I understand that nobody likes loss, but it makes reward that much sweeter. Insurance can be an element worked into the design, underwritten by Factions. Corporations can also become involved in the game later. Corporations can also pay to “police sectors”, to eliminate bugs/pirates, but can then toll the space. So many possibilities. At the end though, it should come down to allowing player agency - Do I do something risky for a higher reward, or vice versa?
Exchange planets - rethink
The current solution to the problem of space on the main hubs is to increase the area. This is a band-aid at best - since either the game gets more popular and space runs out, or another solution is thought of. I’d love to hear more solutions, but I like mine the best, so here it is;
Exchange planets are completely owned by Factions, no extractive/productive bases allowed, you rent office space. Your offices are run by administrators/managers, and you have costs associated with the bureaucracy required to run your company. Your spot is also a warehouse - so you can buy/sell on the markets at any point (stock levels depending). Every player has to build their first base off-hub.

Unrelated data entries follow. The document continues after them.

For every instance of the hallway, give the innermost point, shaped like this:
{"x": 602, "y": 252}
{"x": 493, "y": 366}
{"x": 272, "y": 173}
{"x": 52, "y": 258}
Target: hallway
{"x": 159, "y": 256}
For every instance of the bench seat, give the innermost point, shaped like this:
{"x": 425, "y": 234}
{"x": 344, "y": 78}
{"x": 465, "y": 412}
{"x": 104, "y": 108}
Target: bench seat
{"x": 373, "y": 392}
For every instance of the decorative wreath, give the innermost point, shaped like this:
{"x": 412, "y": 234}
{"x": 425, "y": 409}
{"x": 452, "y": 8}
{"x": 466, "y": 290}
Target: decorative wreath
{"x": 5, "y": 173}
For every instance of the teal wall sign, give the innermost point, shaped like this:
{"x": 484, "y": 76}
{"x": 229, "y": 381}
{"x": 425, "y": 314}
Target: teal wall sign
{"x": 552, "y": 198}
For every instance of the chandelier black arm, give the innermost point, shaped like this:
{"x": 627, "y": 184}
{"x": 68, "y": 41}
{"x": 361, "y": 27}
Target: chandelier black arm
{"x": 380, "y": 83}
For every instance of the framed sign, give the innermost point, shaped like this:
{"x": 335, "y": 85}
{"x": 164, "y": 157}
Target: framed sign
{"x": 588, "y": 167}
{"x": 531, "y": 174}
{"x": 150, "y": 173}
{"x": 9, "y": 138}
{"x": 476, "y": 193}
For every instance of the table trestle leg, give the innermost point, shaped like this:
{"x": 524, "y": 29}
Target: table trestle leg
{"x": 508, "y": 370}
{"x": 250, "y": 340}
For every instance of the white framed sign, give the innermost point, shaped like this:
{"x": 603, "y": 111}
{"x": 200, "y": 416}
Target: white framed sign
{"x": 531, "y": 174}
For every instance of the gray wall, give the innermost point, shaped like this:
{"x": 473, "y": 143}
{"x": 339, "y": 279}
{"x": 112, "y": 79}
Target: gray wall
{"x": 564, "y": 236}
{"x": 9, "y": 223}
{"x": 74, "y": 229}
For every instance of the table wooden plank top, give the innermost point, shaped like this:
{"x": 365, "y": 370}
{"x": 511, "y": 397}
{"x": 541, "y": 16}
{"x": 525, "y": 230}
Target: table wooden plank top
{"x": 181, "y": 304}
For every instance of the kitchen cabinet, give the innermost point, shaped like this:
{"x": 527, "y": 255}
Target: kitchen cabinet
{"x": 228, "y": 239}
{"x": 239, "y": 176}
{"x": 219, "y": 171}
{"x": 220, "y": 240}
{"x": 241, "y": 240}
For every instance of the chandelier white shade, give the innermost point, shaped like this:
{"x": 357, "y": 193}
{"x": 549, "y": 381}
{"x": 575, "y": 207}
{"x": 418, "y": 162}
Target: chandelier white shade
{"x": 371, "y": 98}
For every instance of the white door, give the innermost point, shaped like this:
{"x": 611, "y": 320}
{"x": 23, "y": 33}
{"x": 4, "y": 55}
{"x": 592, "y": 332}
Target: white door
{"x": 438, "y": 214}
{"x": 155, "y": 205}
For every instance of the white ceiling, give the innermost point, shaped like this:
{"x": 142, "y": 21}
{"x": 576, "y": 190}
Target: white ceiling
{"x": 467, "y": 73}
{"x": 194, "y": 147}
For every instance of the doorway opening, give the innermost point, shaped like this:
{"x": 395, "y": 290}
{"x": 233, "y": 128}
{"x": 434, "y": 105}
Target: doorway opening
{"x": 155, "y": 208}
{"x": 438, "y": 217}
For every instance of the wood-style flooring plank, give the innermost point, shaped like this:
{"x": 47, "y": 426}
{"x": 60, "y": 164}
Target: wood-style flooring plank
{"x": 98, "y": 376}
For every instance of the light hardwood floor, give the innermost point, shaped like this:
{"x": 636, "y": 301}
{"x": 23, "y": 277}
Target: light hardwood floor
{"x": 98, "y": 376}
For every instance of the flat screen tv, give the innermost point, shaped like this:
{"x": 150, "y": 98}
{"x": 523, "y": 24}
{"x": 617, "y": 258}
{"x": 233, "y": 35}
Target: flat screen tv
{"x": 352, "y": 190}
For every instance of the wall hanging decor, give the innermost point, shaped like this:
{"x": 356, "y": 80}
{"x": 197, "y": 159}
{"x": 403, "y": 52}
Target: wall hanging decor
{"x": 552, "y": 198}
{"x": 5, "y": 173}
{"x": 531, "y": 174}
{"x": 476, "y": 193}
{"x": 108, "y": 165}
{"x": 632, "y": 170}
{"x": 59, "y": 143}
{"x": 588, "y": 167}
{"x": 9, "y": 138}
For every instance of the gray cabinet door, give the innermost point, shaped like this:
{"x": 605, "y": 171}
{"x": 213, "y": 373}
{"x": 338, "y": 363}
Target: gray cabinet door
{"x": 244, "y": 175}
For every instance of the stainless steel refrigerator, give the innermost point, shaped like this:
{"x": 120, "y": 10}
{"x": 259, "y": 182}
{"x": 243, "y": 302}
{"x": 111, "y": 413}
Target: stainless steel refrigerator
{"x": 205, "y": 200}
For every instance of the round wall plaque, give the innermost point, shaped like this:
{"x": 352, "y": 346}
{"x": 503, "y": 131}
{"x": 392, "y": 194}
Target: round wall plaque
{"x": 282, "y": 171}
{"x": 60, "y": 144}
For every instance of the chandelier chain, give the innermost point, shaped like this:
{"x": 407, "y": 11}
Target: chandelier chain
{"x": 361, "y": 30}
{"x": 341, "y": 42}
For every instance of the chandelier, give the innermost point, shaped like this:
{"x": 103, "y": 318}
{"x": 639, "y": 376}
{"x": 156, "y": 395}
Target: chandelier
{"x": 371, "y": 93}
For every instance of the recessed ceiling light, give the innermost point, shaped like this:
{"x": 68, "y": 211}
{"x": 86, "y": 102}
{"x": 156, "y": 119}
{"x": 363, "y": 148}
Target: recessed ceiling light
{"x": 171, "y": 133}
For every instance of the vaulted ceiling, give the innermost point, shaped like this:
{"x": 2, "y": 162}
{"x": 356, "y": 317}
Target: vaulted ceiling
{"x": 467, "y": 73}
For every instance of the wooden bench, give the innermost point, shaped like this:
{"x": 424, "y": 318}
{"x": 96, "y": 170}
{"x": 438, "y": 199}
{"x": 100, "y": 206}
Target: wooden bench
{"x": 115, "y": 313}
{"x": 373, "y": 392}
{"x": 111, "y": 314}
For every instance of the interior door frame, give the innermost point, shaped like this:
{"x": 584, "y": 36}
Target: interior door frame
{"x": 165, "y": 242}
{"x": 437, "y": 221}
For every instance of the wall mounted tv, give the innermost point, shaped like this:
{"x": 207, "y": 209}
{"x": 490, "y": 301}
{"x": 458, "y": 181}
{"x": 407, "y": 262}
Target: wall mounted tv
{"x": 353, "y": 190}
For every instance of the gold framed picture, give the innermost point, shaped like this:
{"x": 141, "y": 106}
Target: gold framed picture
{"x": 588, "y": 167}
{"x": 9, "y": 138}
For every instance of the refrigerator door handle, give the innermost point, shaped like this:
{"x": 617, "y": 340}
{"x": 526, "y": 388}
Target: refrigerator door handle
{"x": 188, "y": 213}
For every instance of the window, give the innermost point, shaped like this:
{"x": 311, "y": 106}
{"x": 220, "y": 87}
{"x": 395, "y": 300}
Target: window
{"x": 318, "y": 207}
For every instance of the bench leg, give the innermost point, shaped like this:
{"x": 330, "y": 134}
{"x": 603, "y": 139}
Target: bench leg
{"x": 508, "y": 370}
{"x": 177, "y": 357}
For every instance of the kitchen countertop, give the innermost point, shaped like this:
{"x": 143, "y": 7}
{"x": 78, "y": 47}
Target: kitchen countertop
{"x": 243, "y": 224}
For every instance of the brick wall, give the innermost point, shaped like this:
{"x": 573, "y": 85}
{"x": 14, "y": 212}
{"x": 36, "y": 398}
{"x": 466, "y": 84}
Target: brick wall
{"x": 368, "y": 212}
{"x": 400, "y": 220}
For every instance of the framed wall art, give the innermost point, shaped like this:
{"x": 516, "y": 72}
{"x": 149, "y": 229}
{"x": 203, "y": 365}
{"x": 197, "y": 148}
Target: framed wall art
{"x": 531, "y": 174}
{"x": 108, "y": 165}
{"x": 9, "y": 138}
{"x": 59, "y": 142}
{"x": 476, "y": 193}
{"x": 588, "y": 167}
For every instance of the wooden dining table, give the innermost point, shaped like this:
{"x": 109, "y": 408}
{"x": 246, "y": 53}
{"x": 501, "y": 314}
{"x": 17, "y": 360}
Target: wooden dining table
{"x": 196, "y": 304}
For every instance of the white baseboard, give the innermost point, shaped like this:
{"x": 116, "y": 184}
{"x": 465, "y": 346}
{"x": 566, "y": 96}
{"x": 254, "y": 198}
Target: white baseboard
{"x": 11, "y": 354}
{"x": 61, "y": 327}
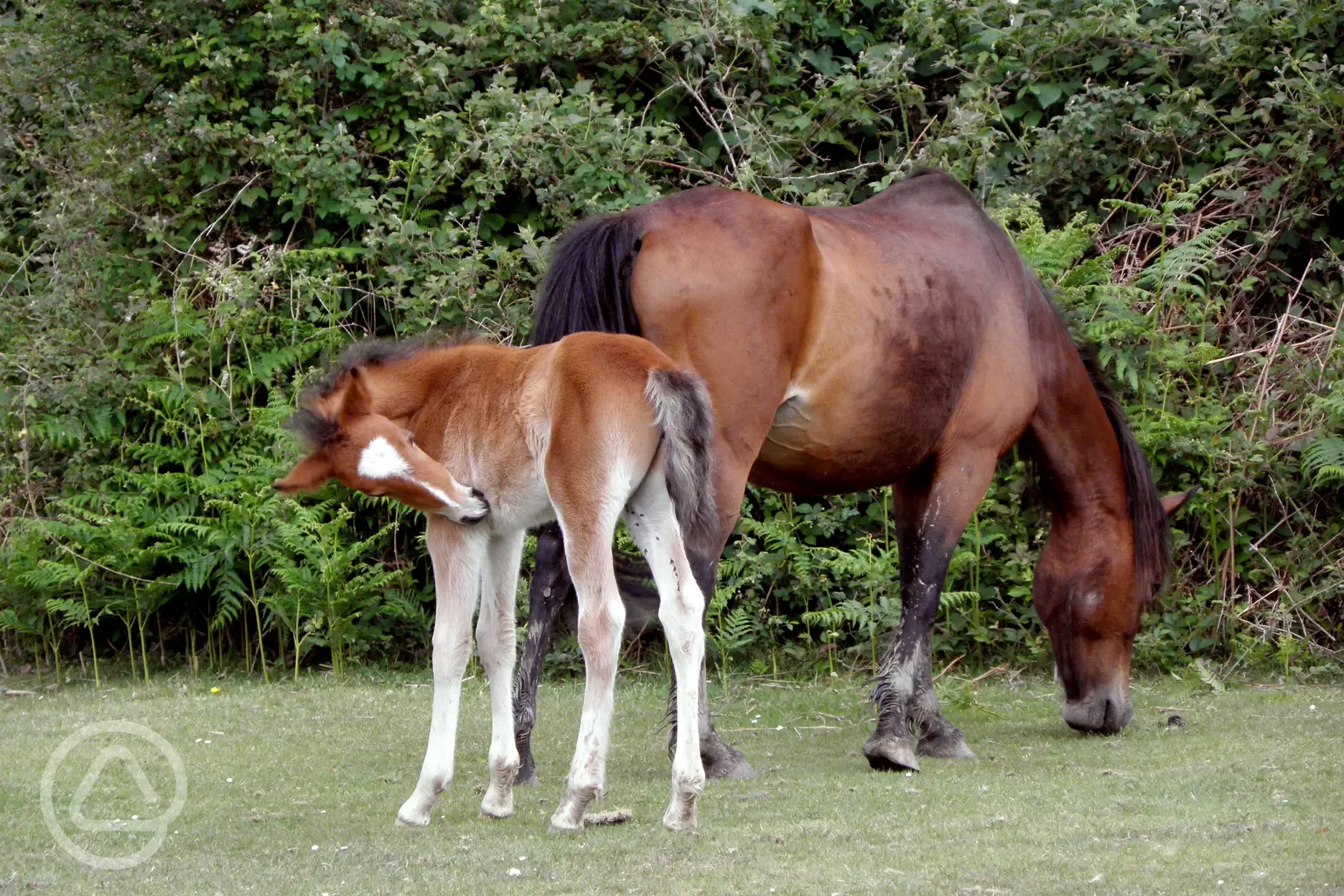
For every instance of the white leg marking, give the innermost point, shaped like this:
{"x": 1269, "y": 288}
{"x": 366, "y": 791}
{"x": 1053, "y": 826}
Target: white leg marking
{"x": 601, "y": 621}
{"x": 381, "y": 461}
{"x": 496, "y": 643}
{"x": 457, "y": 554}
{"x": 652, "y": 524}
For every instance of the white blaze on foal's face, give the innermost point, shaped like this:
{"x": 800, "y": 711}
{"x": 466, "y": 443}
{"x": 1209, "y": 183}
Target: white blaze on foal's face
{"x": 388, "y": 461}
{"x": 381, "y": 461}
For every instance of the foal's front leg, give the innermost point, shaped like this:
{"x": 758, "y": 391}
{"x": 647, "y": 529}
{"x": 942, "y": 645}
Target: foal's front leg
{"x": 601, "y": 621}
{"x": 650, "y": 521}
{"x": 457, "y": 554}
{"x": 498, "y": 646}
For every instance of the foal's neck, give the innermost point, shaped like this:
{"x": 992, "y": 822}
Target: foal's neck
{"x": 424, "y": 391}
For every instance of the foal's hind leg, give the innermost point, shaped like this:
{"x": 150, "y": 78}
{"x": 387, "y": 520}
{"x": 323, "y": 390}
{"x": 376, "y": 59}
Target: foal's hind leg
{"x": 549, "y": 592}
{"x": 495, "y": 641}
{"x": 932, "y": 518}
{"x": 588, "y": 546}
{"x": 650, "y": 519}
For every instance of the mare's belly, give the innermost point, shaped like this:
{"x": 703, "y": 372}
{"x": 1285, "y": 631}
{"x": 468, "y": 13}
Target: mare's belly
{"x": 840, "y": 437}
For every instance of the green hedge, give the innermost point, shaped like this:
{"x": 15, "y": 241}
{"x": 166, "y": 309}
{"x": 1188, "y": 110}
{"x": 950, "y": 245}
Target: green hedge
{"x": 202, "y": 199}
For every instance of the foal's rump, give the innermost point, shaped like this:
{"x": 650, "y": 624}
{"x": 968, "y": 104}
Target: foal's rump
{"x": 624, "y": 394}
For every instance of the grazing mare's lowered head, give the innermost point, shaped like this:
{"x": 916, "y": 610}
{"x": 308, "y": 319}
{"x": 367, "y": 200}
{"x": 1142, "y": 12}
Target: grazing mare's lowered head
{"x": 1097, "y": 575}
{"x": 373, "y": 454}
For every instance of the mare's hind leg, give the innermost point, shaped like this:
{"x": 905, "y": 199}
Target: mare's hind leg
{"x": 721, "y": 760}
{"x": 932, "y": 516}
{"x": 549, "y": 592}
{"x": 650, "y": 521}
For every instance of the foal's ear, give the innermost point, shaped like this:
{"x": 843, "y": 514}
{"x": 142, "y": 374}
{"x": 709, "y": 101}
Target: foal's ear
{"x": 1172, "y": 503}
{"x": 358, "y": 401}
{"x": 307, "y": 476}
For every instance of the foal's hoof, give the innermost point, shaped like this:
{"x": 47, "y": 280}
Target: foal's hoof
{"x": 679, "y": 821}
{"x": 721, "y": 760}
{"x": 406, "y": 820}
{"x": 890, "y": 754}
{"x": 945, "y": 746}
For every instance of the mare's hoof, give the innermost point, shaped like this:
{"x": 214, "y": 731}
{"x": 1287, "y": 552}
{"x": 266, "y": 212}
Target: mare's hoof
{"x": 678, "y": 821}
{"x": 496, "y": 808}
{"x": 949, "y": 746}
{"x": 890, "y": 754}
{"x": 566, "y": 826}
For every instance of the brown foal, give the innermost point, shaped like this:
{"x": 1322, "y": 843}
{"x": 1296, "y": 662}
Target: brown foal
{"x": 587, "y": 431}
{"x": 898, "y": 342}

The reason I like this idea? It adds elements of depth/cost/interaction into the game-play by linking you to a Faction (all the future ideas that use this interaction can easily be implemented). Doesn’t benefit one player over another (because of first-mover advantage), and actually feeds into the lore… We are charged by the Factions to build the businesses required to feed the already established planets. We entice workers, we build the infrastructure, we move the goods around, we feed the Faction beasts. Those beasts are, on a macro scale, in conflict with each other - so we are both subsidised by Factions, they are our benefactors, but also beholden to them.
I’m done for now.
I’d love to talk about…
Land Allocation - We need a price for real-estate. We need a real-estate market.
Labour Market - The market is too linked to commodity pricing. There needs to be a separate market with its own Supply/Demand.
Money Supply - Right now the MM’s function as a form of printing money, but it’s imperfect because it has perverse impacts on the commodity markets.
I love the game so far. Looking forward to anyone else’s thoughts.